Re: [PATCH RFC] iommu: fix wrong DMA ops for iommu device

From: Robin Murphy
Date: Wed Jan 08 2025 - 07:38:03 EST


On 07/01/2025 11:31 am, Will Deacon wrote:
On Mon, Jan 06, 2025 at 06:46:08PM +0530, Charan Teja Kalla wrote:
On 1/3/2025 9:04 PM, Will Deacon wrote:
On Thu, Jan 02, 2025 at 04:09:46PM +0530, Charan Teja Kalla wrote:
On 12/13/2024 8:34 PM, Charan Teja Kalla wrote:
Race between smmu device probe and iommu device probe is resulting into
wrong DMA ops used for the device.

bus_iommu_probe(P1) of_iommu_configure(P2)
(from iommu_device_register) (from insmod of a driver)
-------------------------- --------------------------
1) probe_iommu_group()
(Fills just dev->iommu_group
under iommu_probe_device_lock)
2) iommu_probe_device():
(acquires the iommu_probe_device_lock,
but since dev->iommu_group is already
set, it just returns without
allocating the domain.)

3) of_dma_configure_id()->
arch_setup_dma_ops() gets called for
this device, but returns with the
error message:
"Failed to set up IOMMU for device;
retaining platform DMA ops"

4) device probe is succeeded where it
can now setup iommu mappings using
wrong ->dma_ops

5) domain will be allocated later
and fills iommu_group->domain.

Step 3) and 4) denies iommu device from using 'iommu_dma_ops'.

This issue does exists on 6.6 because of commit f188056352bc ("iommu:
Avoid locking/unlocking for iommu_probe_device()") without which 2)
returns only after filling the domain under group->mutex, thus no issue.

With commit b5c58b2fdc42("dma-mapping: direct calls for dma-iommu"),
->iommu_dma_ops is removed altogether and iommu api are directly being
called under "use_dma_iommu(): return dev->dma_iommu". Again,
->dma_iommu flag is set only after domain allocation. So, If
there is a sufficient delay between steps 4) and 5), issue is still
exists but that seems very narrow to me.

I am thinking, setup of the domain before returning from step2) is the
way to fix this issue. Can you please help if you have any suggestions?
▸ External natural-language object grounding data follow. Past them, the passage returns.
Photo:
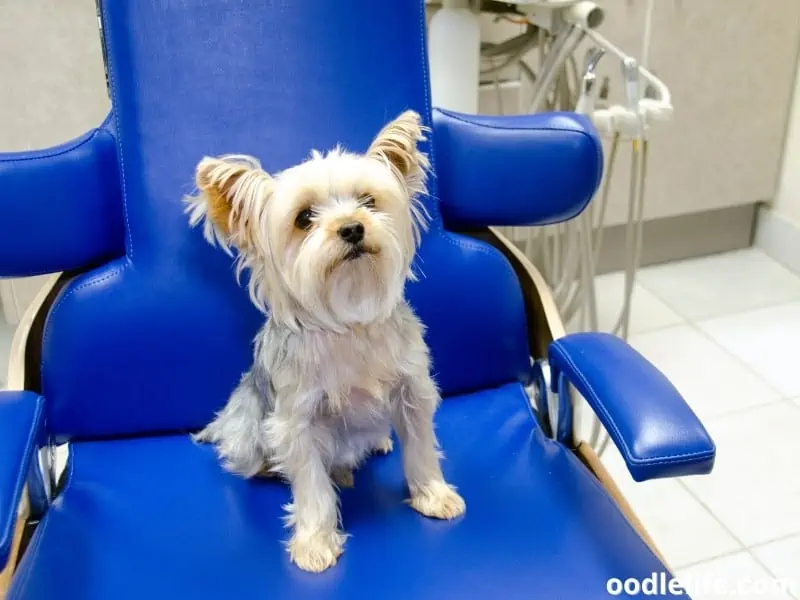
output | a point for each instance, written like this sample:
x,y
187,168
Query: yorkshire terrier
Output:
x,y
341,358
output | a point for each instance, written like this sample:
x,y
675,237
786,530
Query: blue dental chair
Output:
x,y
145,332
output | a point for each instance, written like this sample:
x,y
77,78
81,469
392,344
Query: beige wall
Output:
x,y
51,69
787,198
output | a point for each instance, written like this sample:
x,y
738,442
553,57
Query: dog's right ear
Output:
x,y
233,191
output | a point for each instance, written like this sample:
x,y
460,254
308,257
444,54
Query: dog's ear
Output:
x,y
396,144
233,191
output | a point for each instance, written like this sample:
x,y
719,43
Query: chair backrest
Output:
x,y
156,340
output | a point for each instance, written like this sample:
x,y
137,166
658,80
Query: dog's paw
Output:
x,y
439,500
384,446
316,552
267,472
343,477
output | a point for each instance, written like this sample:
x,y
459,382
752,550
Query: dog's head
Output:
x,y
329,242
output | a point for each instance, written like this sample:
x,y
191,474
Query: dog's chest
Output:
x,y
362,364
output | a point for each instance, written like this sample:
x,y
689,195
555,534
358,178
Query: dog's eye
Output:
x,y
303,220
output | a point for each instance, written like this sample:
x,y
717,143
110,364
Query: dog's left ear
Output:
x,y
397,144
233,191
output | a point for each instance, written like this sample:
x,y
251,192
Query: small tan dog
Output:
x,y
341,358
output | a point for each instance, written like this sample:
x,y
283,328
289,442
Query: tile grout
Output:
x,y
748,367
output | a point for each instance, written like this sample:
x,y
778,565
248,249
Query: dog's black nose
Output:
x,y
352,233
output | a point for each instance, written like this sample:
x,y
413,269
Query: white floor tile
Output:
x,y
647,311
782,559
682,529
768,340
711,380
754,489
735,576
721,284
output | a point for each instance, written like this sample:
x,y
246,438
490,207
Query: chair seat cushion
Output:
x,y
157,518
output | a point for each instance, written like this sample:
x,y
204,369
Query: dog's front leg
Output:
x,y
303,454
415,402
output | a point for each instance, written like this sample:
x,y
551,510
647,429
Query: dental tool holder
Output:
x,y
567,254
630,121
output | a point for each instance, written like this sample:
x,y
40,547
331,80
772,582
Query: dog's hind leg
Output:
x,y
237,430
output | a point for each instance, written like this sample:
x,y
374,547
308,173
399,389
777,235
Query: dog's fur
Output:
x,y
341,358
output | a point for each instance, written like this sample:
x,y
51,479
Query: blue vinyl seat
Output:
x,y
148,331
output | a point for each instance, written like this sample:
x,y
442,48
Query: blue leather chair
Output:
x,y
146,331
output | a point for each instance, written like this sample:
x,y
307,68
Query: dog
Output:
x,y
341,359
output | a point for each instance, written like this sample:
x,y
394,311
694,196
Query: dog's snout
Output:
x,y
352,233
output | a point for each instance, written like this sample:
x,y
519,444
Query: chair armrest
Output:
x,y
514,170
61,208
654,429
21,431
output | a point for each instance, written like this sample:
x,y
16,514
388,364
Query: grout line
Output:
x,y
737,411
638,281
793,583
780,538
712,513
703,561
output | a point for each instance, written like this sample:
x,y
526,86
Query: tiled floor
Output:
x,y
726,331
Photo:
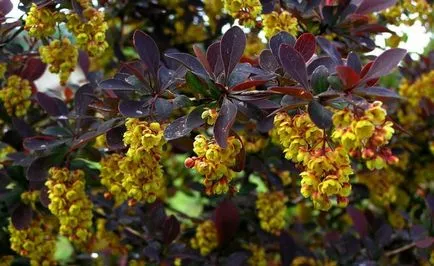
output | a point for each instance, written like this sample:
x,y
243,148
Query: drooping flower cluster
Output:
x,y
37,242
365,133
271,208
41,21
16,96
90,35
215,163
275,22
69,202
205,239
245,11
61,55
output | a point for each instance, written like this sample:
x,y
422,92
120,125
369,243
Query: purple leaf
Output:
x,y
268,61
280,38
171,229
225,120
227,219
22,216
53,106
329,49
147,50
384,63
306,45
189,61
369,6
116,84
232,48
359,221
293,63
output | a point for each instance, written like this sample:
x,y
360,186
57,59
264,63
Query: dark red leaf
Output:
x,y
248,84
306,45
348,76
171,229
232,48
369,6
359,221
295,91
227,219
147,50
22,216
384,63
225,120
293,63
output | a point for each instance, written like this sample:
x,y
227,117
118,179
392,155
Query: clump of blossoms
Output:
x,y
90,35
364,133
275,22
41,21
16,96
37,242
69,203
215,163
205,239
61,55
143,174
271,208
245,11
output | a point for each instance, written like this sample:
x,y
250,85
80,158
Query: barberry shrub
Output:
x,y
215,132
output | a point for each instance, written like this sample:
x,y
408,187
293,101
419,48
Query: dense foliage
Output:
x,y
215,132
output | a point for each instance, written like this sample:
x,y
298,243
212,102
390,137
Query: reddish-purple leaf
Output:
x,y
306,45
116,84
369,6
171,229
293,63
329,49
295,91
321,116
227,219
268,61
201,56
280,38
147,50
22,216
384,63
225,120
53,106
232,48
348,76
425,243
248,84
190,62
359,221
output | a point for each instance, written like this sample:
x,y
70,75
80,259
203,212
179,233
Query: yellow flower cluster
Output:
x,y
69,202
275,22
246,11
271,208
90,35
37,242
210,116
326,171
206,238
61,56
142,173
41,21
112,177
258,257
16,96
383,185
214,163
409,11
364,134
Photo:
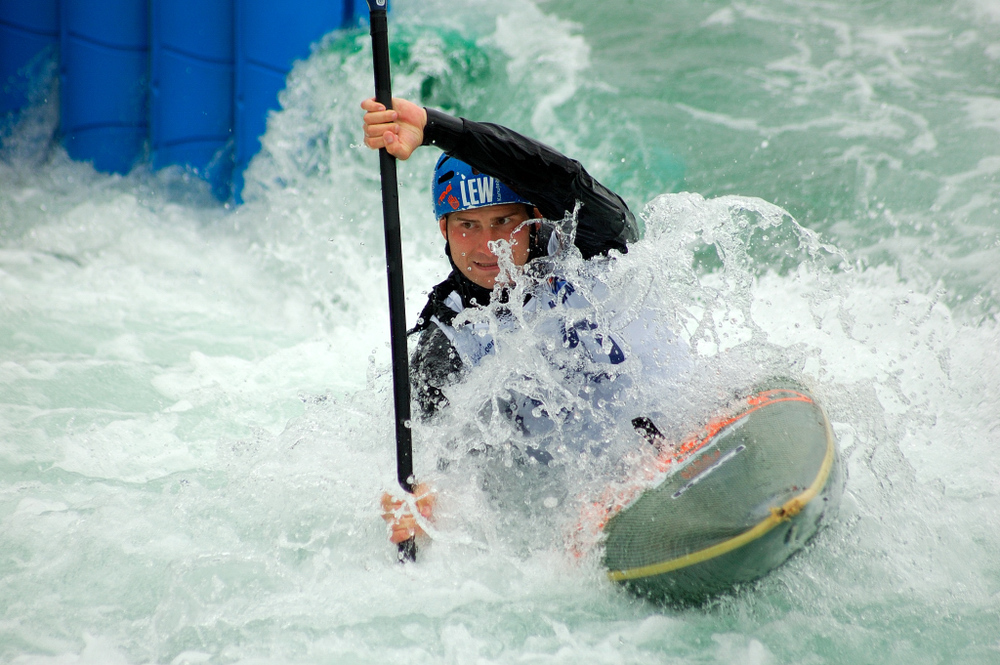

Signed-off-by: Charan Teja Kalla <quic_charante@xxxxxxxxxxx>
---
drivers/iommu/iommu.c | 26 +++++++++++++++++++++++++-
1 file changed, 25 insertions(+), 1 deletion(-)

Just a quick ask if you have any comments for the below. BTW, in
internal tests, when we revert the commit f188056352bc ("iommu: Avoid
locking/unlocking for iommu_probe_device()", it is helping.

I can share more details If the below is not sufficient.

Thanks in advance...

Can you reproduce the issue on 6.13-rc5? We bodged some of the probe
code recently:

https://git.kernel.org/pub/scm/linux/kernel/git/torvalds/linux.git/commit/?id=229e6ee43d2a160a1592b83aad620d6027084aad

and a better set of fixes are queued in -next.

Yes, we did try a better patch from Robin[1] and the issue is still
reproducible.

Did you try the -EPROBE_DEFER hack that got merged?

https://git.kernel.org/pub/scm/linux/kernel/git/torvalds/linux.git/commit/?id=229e6ee43d2a160a1592b83aad620d6027084aad

Otherwise, you can try the stack queued for 6.14 in iommu/linux.git:

46b3df8eb9bd iommu: Manage driver probe deferral better
fcbd62156742 iommu/arm-smmu-v3: Clean up more on probe failure
97cb1fa02726 iommu/arm-smmu: Retire probe deferral workaround
7d835134d4e1 iommu/arm-smmu: Make instance lookup robust

IIUC, these patches are trying to get valid smmu device, during the
probe of an smmu client device, by traversing proper 'klist_devices'
happening from iommu_init_device(). Please CMIW.

Well, they're fixing a race between the IOMMU probing and its client
devices attaching.

But this bug makes iommu_init_device() to completely gets skipped.

static int __iommu_probe_device(struct device *dev, ...)
{
/* Device is probed already if in a group */
if (dev->iommu_group)
return 0; --> driver call returns from here.

ret = iommu_init_device(dev, ops);
if (ret)
return ret;


}

Regarding the testing, we work on Android that is on LTS kernels, so, it
may not be possible for us to try the thing on 6.13 and this seems a bug
on LTS 6.6 kernel.

We need to fix 6.13 before we fix 6.6 unless you can show that 6.13 is
unaffected (in which case, we can backport the fix(es)).

Certainly the reasoning can't apply to mainline as given, since arch_setup_dma_ops() stopped touching IOMMU stuff at all back in 6.10 (and indeed iommu_dma_ops itself no longer exists since 6.12).

Robin.